Episiotomy and Instrumental Delivery: Can Severe Perineal Injury Be Avoided?

H. Mastoroudes , M. Gorti and G. Hudelist
Department of Ophthalmology, New York University School of Medicine, USA.

ABSTRACT

Third degree perineal tears are a major complication in vaginal childbirth and are more frequent in vaginal operative deliveries (VOD). Several studies have reported on risk factors associated with severe perineal trauma and its complications such as fecal and urinary incontinence. Within this, the role performance and type of episiotomy remains controversial, especially if combined with VOD. Although midline and mediolateral episiotomies are commonly performed in combination with VOD, their role for prevention of severe perineal trauma in VOD is still unclear.
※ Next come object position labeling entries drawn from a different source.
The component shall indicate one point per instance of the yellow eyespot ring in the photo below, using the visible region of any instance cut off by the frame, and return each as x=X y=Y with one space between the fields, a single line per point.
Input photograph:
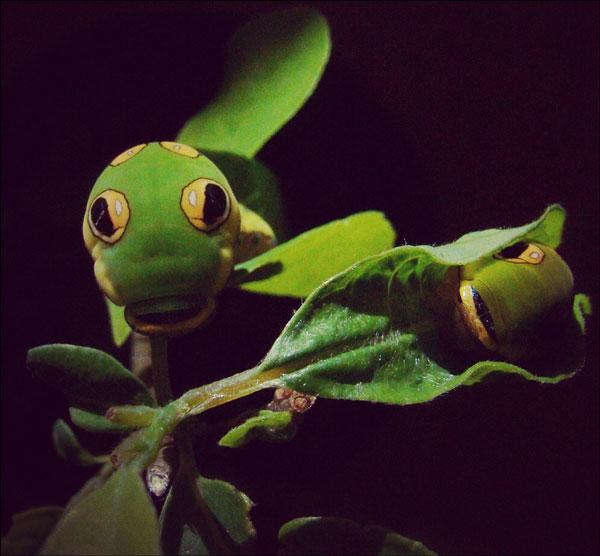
x=128 y=154
x=108 y=216
x=206 y=204
x=180 y=148
x=530 y=254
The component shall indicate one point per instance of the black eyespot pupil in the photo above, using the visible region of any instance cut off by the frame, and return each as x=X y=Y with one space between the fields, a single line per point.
x=101 y=217
x=484 y=314
x=513 y=251
x=215 y=204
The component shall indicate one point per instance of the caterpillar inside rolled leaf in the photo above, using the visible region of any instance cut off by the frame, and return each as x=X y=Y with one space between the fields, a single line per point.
x=513 y=303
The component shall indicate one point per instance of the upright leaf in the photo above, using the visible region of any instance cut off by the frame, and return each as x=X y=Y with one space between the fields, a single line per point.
x=273 y=65
x=118 y=518
x=29 y=530
x=255 y=186
x=334 y=535
x=88 y=376
x=297 y=267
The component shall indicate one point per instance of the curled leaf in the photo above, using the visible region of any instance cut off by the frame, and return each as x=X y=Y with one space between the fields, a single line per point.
x=300 y=265
x=377 y=331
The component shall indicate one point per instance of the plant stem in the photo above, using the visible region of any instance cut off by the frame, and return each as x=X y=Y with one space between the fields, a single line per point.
x=160 y=369
x=208 y=528
x=226 y=390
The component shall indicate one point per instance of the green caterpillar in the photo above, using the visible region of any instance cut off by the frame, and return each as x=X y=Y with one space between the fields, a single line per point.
x=164 y=228
x=509 y=302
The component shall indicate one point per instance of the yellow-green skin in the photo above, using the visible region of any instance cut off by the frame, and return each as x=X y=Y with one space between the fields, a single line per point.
x=162 y=262
x=524 y=300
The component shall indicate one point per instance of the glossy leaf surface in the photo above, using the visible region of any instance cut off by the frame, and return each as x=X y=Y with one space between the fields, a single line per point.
x=265 y=423
x=181 y=521
x=117 y=518
x=90 y=377
x=68 y=447
x=273 y=65
x=333 y=535
x=297 y=267
x=376 y=331
x=29 y=530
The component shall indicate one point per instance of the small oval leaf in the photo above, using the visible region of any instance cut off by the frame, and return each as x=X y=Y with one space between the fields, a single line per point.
x=94 y=422
x=270 y=425
x=29 y=530
x=274 y=63
x=118 y=518
x=334 y=535
x=90 y=377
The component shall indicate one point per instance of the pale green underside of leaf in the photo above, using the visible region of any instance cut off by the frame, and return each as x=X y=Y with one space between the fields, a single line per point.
x=266 y=421
x=118 y=518
x=229 y=506
x=119 y=328
x=394 y=371
x=370 y=333
x=473 y=246
x=273 y=65
x=29 y=530
x=334 y=535
x=90 y=377
x=306 y=261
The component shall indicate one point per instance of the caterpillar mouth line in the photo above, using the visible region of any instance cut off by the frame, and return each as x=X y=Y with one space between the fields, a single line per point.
x=170 y=323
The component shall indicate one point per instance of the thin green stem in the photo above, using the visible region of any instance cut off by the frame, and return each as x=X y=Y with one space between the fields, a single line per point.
x=226 y=390
x=160 y=369
x=208 y=528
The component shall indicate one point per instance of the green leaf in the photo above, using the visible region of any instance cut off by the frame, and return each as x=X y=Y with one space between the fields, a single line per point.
x=334 y=535
x=117 y=518
x=94 y=422
x=29 y=530
x=273 y=65
x=269 y=424
x=119 y=327
x=68 y=447
x=305 y=262
x=255 y=186
x=582 y=308
x=88 y=376
x=231 y=507
x=376 y=332
x=178 y=521
x=181 y=521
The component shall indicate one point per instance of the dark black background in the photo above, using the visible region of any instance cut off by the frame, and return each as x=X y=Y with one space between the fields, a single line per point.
x=448 y=117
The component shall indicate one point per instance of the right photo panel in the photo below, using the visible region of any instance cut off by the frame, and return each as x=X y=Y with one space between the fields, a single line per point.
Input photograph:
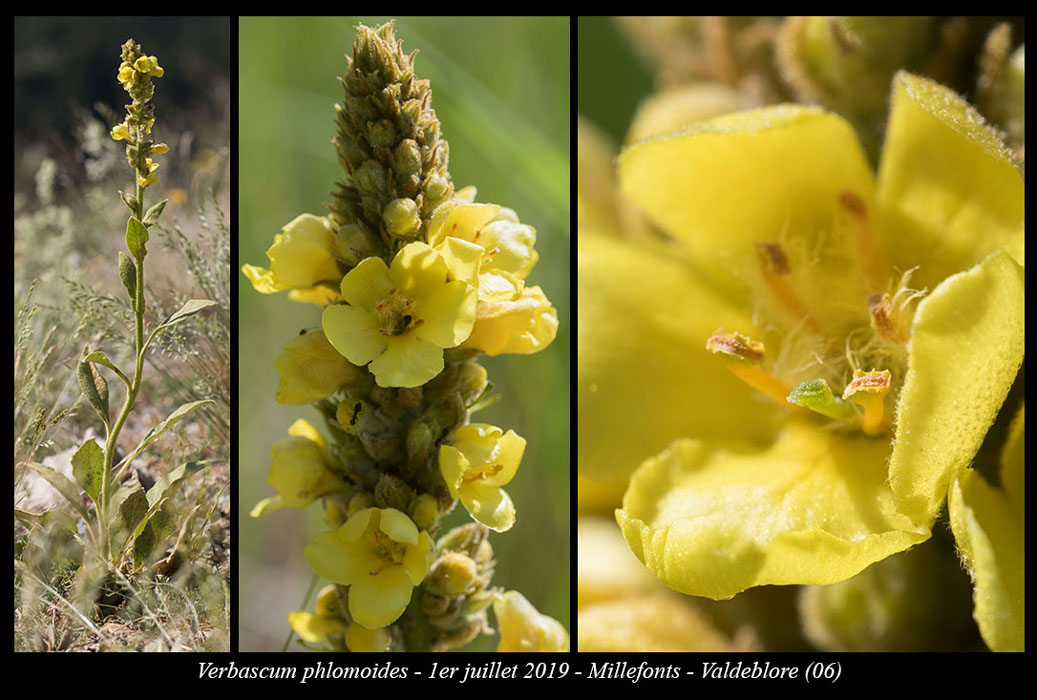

In order to elucidate the impact of midline and mediolateral episiotomy in conjunction with VOD, the present review focuses on the potential risks and benefits of these episiotomy types and their role in VOD.

Speciality:

Obstetrics

Essence:

Observational studies suggest that mediolateral episiotomy should be the preferred method to reduce the incidence of severe perineal trauma if instruments, especially forceps are used for VOD. Midline episiotomies should be avoided in combination with VOD as they appear to substantially increase the risk for sphincter disruption.